Photo: Jeremy Powers

Like most producers around the world, Roederer Champagne has embraced sustainability. 185 estate acres [75 hectares] adhere to biodynamic principles, making Roederer a pioneer in sustainable viticulture. 285 acres [115 hectares] are farmed organically. Since the 2021 harvest, these plots have borne the official “AB” [agriculture biologique] organic certification, symbolizing their embrace of organic viticulture. They earned the prestigious Robert Parker Green Emblem in 2021 as well, a recognition that reflects their commitment to sustainable viticulture, acknowledging a profound dedication to environmental preservation and biodiversity.

Photo: Deblandre Cedric

Roederer Estate L’Ermitage Brut 2015

Despite the French nomenclature, this wine is a product of Roederer’s Napa Valley operation, where they make my favorite California sparkler, Roederer Estate Brut.  An excellent value, it is fresh and crisp with elegant bubbles, and features pear and subtle spice flavors.
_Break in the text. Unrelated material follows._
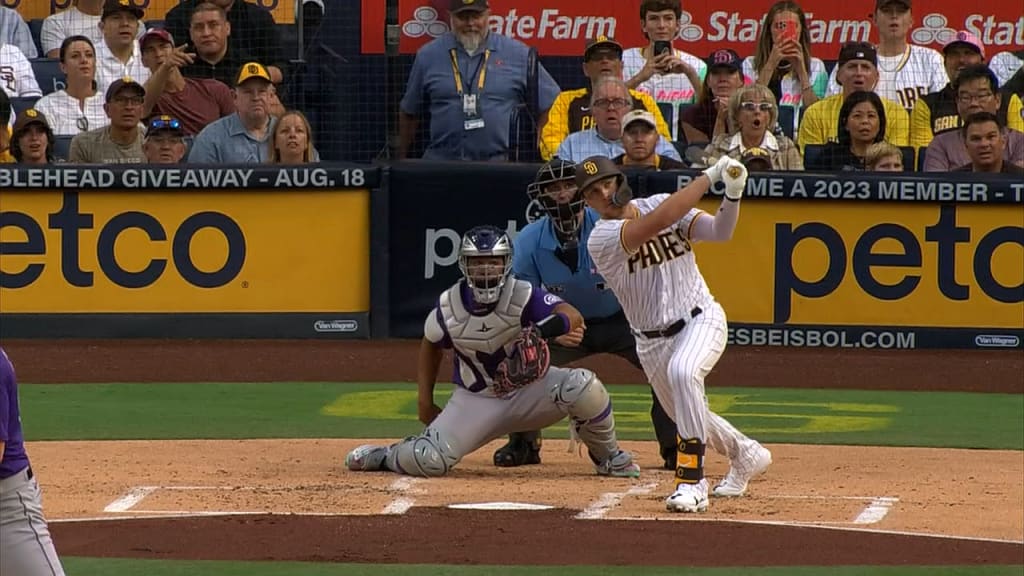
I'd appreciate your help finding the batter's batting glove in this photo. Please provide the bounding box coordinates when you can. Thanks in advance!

Frankly, I think it is equal to or better than this much pricier selection, but your mileage may vary.

Roederer Estate only sources estate-grown fruit, a rarity among California producers. The vines are organically and biodynamically farmed with an open lyre trellis system

Carrying on the tradition of Champagne Louis Roederer in France, Roederer Estate produces its sparkling wines in the traditional French méthode traditionelle and adds special oak-aged reserve wines to each blend. Following disgorgement, this L’Ermitage was aged an additional six months (minimum) on the cork prior to release.

L’Ermitage debuted with the 1989 vintage. This release is composed of 52% Chardonnay and 48% Pinot Noir, of which 4.9% was aged reserve wine from 2010, 2012, and 2014. The wine pours a quite pale light straw color, with a medium fizz.  The nose is very delicate, with just a hint of yeast.  There is a lively acidity on the palate, which features plenty of citrus.  Think “lemon-lime Sprite soda,” without the sweetness.  The flavor profile is super fresh, with essentially no bready notes (which I would have liked to see some of.)  The lively acidity is offset by a surprisingly rich mouthfeel.  The ABV is 12.4%. 3,649 cases were made.